While Eurlings said that the DSTA had no plans to add linkers to its financing programme, she noted that the increase in its financing requirement created by the pandemic has been helpful from a debt management perspective. ‘Our funding needs have almost doubled to around €73bn this year,’ she said, adding that this growth has allowed the DSTA to increase liquidity and lengthen the average maturity of its debt portfolio. This has now reached around eight years, compared with three and a half in 2012.

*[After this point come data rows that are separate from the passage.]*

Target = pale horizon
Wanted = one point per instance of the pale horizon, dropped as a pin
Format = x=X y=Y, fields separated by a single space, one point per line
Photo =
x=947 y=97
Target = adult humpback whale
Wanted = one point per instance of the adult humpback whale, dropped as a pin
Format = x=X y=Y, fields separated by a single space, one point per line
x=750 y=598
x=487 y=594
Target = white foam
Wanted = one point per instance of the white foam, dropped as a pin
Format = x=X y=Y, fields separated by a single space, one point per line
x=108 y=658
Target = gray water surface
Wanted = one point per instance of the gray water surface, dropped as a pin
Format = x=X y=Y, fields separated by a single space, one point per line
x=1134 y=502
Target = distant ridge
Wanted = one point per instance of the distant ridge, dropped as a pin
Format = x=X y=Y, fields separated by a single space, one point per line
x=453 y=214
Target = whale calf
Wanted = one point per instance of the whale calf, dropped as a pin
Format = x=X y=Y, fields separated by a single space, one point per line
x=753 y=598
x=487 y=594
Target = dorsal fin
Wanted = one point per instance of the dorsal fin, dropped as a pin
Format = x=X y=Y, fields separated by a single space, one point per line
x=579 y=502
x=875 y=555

Those borrowers with a sufficiently large funding programme recognise that inflation-linked and floating-rate issuance will have an increasingly prominent role to play against the backdrop of elevated inflation and rising yields. ‘We are one of the few European sovereign borrowers with a stable programme of floaters,’ said Davide Iacovoni, director general of public debt management at the Italian treasury, which expects to issue around €300bn in 2022. ‘Normally, these appeal mainly to domestic investors. But last year we saw growing interest from foreign investors, especially from continental Europe. We think this trend will continue in an environment of higher rates.’

The work that Europe’s sovereigns have done on strengthening the structure of their funding profiles has been recognised by investors and rating agencies. Brian Mangwiro, portfolio manager, global sovereigns and currencies at Barings, said that the success European sovereigns have enjoyed in extending debt duration is one reason underlying his confidence that new issuance will be comfortably absorbed this year.

This view was supported by Sarah Carlson, senior vice-president of the sovereign risk group at Moody’s Investors Service. She said that when the rating agency published a stress test in November 2021 assessing the impact on sovereign borrowers of an increase in interest rates of 150 basis points, its conclusion was that debt affordability would still be more robust in 2025 than it was in 2017. ‘Cheap rates have been locked in for longer, which means governments have a fair amount of shock absorption capacity in when it comes to a higher rate environment,’ said Carlson.

This is just as well, because borrowers represented at the OMFIF meeting recognised that rising rates may complicate the process of reviewing the average maturity of their yield curves. This is a priority for a large borrower like Germany, which saw its funding requirement more than double during the pandemic, to almost €483bn in 2021 from just over €200bn in 2019. Christian Wellner, head of strategy at the Finanzagentur, said that Germany expects to issue €410bn in 2022 through auctions, complemented by four syndications. ‘As a debt management agency, we responded to the crisis by boosting the short end of our issuance via our bills programme,’ he said. ‘What normalisation means for me is having the flexibility to build a portfolio based on the best mix of maturities for the German taxpayer.’

Identifying windows of issuance at the longer end of the curve will be more challenging against the backdrop of a steepening yield curve. The challenge may be exacerbated by rising supply in the sovereign and supranational space, most notably from Next Generation EU. Eila Kreivi, director and head of the capital markets department at the European Investment Bank, said that when public holidays and auction days are excluded, windows for issuers looking to print new benchmarks are becoming increasingly scarce. Kreivi said this is not a problem for the EIB, which for the first time in her professional career now has some scarcity value in the new issue market. But she echoed other speakers when she said that sovereigns now have to pay unusually careful attention to the issuance calendar.

The European Commission is alive to this challenge. ‘The debate about crowding-out versus crowding-in is interesting,’ said Gert Jan Koopman, director general, budget, European Commission. ‘The need to avoid traffic accidents is something that is discussed at some length between my team and other issuers to ensure that when they go to market there are no surprises.’

Philip Moore is Contributing Editor at OMFIF.